Los geht’s am Naturfreundehaus in Kirkel. Vielleicht noch einen Kaffee auf den Weg? Nein, befindet der beste aller Mitwanderer kategorisch. „Wir haben doch noch was vor.“ Auch wieder wahr. Soll ja keine Schlemmer-, sondern eine Lauschtour werden. Es warten rund fünf Kilometer Wanderung durch den Kirkeler Wald mit 13 Lauschpunkten, Endstation ist an der Kirkeler Burg.

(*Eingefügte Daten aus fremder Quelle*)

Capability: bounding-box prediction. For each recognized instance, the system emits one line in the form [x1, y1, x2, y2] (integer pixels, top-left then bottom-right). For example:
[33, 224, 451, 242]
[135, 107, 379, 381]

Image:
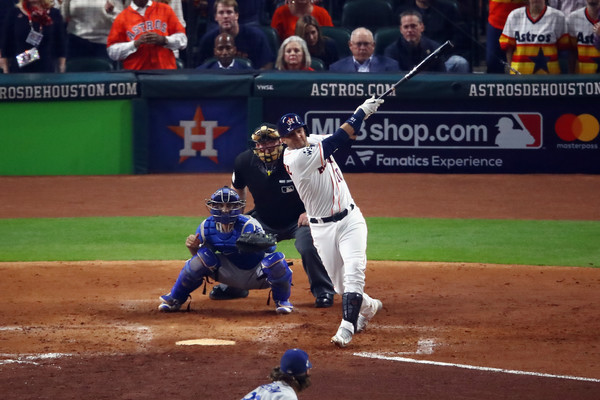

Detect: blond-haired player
[277, 98, 383, 347]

Gut gefüttert hingegen ist der Handy-Akku, der wird nämlich beansprucht werden. Also, rein in den Wald, zu mystischen Plätzen und bizarren Felsen, Feuersalamandern und Waldgeistern. Über kleine Trampelpfade geht es bergaufwärts. Angesichts des dichten Baumbestandes ist es kaum vorstellbar, dass das hier vor 250 Millionen Jahren „eine weite Wüstenlandschaft“ gewesen sein soll, wie die App verrät. „Das Klima war hier heißer als in der Sahara.“ Der Boden der Wüste waren die Sandsteinfelsen, die heute im Wald liegen, als hätte ein Riese mit ihnen Bauklötze gespielt und sie wirr verstreut fallenlassen. Bindemittel wie Kalk, Quarz und Eisenoxid haben dafür gesorgt, dass sich die Sandkörner zu dünnen Schichten verbinden. Verschiedene Metalle sorgen für die unterschiedlichen Farben des Sandsteins – meist rötliche Töne, durch den Eisenanteil. Und weil der Sandstein Wasser speichert, wie ein Schwamm, fühlt er sich sogar an trockenen Tagen im Sommer oft kühl und feucht an – optimal für die vielen Flechten und Moose, die darauf wachsen und schimmernde Grünnuancen zu dem Bild beisteuern.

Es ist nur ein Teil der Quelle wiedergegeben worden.